Food and Drink: Red Pepper Jelly Stuffed Chicken

A few weeks ago H and I headed to the One of a Kind Christmas Show. Taking in this show has become an H & V tradition over the last few years, and this year was no exception. We have a number of favourites that we like to check out every year, like Jenna Rose Textiles and Matter Company Natural Skincare. We found some new favourites like Dave Murray Illustration, who is well known in Toronto for his neighbourhood word maps and acorn street signs. We both did some shopping - including picking up a few Christmas gifts – and literally had to tear ourselves away from any booth that sold pottery. Apart from the amazing hand made products at the show, I love the “Flavours” section, where 2 entire aisles are filled with some of the tastiest gourmet food products ever. This year, I picked up some Red Pepper Jelly from Wicked Gourmet. It’s a recent addiction that I've been trying to incorporate into a recipe for some time now. I thought that the potent pepper taste would work well with chicken, and decided to use it as part of a stuffing for chicken breast.

You’ll need:

·         2 6 oz chicken breasts
·         1/2 cup of cream cheese
·         2 tablespoons Red Pepper Jelly
·         4 slices of prosciutto
·         1 teaspoon parsley leaves, chopped
·         Black pepper, to taste
·         2 tablespoons olive oil
·         Toothpicks or skewers

Preheat your oven to 350 degrees F. In a small bowl mix the cream cheese, red pepper jelly and parsley until smooth and set aside.

With the chicken breast laying flat on a cutting board, using a sharp knife, cut a deep pocket horizontally into the center of the meat about 3/4 of the way down, being careful not to cut through to the other side. (The pocket will be about 2 1/2 inches long and 1 1/2 to 2 inches deep.)

Take the cream cheese mixture and spread it into the pocket.
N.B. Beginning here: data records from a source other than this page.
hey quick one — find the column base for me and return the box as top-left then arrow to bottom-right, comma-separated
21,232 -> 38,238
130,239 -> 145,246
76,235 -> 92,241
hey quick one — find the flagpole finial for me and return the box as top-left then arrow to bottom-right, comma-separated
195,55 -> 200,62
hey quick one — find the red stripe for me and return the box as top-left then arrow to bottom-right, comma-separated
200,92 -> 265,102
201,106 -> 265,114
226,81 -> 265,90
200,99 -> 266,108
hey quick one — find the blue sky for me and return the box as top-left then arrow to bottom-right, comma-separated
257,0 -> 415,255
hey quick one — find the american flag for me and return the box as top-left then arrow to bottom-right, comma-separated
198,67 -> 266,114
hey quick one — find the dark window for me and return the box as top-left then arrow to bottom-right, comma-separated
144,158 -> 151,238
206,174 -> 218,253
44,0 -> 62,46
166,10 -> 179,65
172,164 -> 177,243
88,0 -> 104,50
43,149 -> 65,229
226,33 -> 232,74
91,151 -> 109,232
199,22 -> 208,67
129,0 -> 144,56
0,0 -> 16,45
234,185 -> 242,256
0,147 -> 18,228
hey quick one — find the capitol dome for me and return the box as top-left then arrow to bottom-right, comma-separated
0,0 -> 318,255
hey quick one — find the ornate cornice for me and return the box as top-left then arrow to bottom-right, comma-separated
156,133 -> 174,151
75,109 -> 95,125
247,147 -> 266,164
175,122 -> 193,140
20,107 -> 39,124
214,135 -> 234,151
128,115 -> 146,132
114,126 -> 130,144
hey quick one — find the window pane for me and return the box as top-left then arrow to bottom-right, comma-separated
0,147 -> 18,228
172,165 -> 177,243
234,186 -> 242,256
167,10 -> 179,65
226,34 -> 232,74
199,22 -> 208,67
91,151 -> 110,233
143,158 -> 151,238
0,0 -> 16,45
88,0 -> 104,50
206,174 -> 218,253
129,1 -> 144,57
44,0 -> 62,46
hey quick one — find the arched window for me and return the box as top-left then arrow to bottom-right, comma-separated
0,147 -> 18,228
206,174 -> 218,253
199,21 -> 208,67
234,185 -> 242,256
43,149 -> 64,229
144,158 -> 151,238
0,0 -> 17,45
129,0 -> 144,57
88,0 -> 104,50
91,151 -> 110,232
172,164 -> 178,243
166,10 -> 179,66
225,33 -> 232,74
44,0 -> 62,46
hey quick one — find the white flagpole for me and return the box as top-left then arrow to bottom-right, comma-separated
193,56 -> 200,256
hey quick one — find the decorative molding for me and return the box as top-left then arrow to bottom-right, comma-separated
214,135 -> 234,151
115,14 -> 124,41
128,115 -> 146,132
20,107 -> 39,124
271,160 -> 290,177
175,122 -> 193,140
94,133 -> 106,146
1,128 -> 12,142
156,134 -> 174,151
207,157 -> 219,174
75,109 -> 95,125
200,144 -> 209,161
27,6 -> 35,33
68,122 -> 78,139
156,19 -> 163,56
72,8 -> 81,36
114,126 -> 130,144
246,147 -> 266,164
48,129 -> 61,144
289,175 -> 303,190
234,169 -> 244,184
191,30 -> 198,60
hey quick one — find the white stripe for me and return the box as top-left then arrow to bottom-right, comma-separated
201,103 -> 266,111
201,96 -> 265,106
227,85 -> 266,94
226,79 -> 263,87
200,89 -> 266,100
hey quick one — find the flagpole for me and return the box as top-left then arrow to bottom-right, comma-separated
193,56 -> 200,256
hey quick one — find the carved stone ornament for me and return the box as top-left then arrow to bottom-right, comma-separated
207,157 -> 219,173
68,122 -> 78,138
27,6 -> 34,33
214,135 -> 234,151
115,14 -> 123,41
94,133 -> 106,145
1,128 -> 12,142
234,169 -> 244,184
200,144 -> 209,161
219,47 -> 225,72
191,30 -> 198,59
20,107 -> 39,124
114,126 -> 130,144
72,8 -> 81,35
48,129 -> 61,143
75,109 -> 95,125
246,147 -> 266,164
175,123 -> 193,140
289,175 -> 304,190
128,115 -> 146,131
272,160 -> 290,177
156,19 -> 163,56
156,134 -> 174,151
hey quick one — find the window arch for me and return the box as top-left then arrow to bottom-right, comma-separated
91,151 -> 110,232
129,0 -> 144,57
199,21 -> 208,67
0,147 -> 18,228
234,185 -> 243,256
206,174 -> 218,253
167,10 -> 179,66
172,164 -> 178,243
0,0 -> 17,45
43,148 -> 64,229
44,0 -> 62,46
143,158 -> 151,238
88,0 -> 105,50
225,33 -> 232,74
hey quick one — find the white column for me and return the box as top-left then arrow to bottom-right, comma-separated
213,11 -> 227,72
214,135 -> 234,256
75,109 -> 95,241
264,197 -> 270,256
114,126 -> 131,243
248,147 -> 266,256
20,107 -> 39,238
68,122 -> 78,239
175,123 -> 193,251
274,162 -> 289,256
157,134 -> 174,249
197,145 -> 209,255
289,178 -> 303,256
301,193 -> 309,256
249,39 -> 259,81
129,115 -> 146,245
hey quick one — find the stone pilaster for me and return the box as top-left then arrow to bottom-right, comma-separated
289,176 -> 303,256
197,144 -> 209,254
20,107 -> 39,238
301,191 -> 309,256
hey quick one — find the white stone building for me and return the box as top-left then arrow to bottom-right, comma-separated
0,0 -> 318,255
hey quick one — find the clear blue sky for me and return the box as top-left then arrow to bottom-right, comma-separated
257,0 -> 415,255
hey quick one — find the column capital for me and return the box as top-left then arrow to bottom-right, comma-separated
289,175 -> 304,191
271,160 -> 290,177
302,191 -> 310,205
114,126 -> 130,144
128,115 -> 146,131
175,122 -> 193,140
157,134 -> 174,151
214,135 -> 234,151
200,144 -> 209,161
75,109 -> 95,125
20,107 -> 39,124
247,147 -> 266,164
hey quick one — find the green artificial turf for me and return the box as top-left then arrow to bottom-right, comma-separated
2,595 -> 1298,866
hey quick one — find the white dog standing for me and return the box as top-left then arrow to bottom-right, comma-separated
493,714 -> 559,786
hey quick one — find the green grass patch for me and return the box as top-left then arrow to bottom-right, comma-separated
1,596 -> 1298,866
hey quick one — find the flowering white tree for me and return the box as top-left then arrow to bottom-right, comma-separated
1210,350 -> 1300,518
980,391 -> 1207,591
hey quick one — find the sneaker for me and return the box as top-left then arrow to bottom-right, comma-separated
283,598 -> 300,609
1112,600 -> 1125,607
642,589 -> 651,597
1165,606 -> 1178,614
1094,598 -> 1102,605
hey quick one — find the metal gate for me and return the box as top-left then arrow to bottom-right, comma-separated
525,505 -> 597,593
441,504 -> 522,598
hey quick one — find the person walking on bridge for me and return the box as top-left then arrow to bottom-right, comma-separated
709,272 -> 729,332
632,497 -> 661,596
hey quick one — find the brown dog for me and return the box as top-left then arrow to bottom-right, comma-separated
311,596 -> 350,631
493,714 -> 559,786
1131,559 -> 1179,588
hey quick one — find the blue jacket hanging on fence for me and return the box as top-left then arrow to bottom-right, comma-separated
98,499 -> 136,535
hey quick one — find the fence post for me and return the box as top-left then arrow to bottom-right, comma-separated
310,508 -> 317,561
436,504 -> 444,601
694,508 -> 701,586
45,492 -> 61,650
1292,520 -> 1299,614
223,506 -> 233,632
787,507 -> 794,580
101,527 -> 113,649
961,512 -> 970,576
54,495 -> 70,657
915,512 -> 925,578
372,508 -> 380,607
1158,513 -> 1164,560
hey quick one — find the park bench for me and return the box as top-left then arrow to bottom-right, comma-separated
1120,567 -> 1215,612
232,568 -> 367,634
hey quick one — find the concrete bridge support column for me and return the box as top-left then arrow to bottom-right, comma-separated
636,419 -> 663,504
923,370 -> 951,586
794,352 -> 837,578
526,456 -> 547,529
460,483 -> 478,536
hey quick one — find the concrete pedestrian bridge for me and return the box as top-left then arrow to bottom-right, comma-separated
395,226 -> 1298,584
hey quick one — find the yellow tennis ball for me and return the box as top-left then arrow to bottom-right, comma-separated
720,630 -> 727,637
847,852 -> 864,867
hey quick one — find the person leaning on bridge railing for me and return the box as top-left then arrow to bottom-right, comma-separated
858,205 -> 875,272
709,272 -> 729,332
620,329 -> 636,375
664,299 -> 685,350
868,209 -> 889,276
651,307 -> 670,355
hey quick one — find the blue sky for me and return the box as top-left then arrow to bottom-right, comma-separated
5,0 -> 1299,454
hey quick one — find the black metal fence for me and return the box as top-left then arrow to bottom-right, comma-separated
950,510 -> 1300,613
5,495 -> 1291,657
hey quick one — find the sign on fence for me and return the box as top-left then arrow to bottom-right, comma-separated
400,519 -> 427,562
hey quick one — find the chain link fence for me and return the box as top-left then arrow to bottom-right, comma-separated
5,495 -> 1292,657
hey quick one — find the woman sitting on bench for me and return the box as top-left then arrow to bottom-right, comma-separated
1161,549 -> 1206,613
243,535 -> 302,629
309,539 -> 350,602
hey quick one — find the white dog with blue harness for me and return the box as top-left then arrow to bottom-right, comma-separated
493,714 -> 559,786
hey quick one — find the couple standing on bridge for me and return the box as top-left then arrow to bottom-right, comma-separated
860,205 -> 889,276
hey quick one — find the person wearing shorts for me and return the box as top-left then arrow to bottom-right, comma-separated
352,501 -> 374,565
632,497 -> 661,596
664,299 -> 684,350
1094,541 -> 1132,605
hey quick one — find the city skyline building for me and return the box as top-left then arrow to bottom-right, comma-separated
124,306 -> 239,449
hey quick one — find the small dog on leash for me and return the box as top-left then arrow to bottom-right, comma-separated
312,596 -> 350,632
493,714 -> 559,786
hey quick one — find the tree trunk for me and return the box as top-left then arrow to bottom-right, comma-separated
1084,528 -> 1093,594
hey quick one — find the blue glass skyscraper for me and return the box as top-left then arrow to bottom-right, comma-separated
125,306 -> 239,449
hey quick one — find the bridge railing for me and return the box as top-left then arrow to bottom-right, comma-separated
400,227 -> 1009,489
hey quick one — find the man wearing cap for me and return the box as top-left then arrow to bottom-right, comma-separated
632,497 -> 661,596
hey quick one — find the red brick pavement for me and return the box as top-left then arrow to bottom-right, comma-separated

Season with black pepper, as desired.

Wrap each chicken breast with the slices of prosciutto and secure with a toothpick or skewer. You’ll need 2 slices of prosciutto to cover a 6 oz chicken breast.

Place the chicken in an oiled baking dish and bake for 30 minutes, until the chicken is cooked and the prosciutto is slightly crispy.

*Note: I did not salt the chicken breast, because I find that adding prosciutto makes this dish salty enough.

Red Pepper Jelly Sauce:
I served each chicken breast with a red pepper jelly sauce that was super easy to make. Add 1 tablespoon of the red pepper jelly and a 1/2 cup of water to a small saucepan. Whisk the mixture over low heat, until the jelly has dissolved. Add 1 tablespoon of honey, to help thicken the sauce. Continue to cook the sauce on low heat. When you are ready to serve, whisk in 2 teaspoons of butter. Spoon the sauce over the chicken breasts.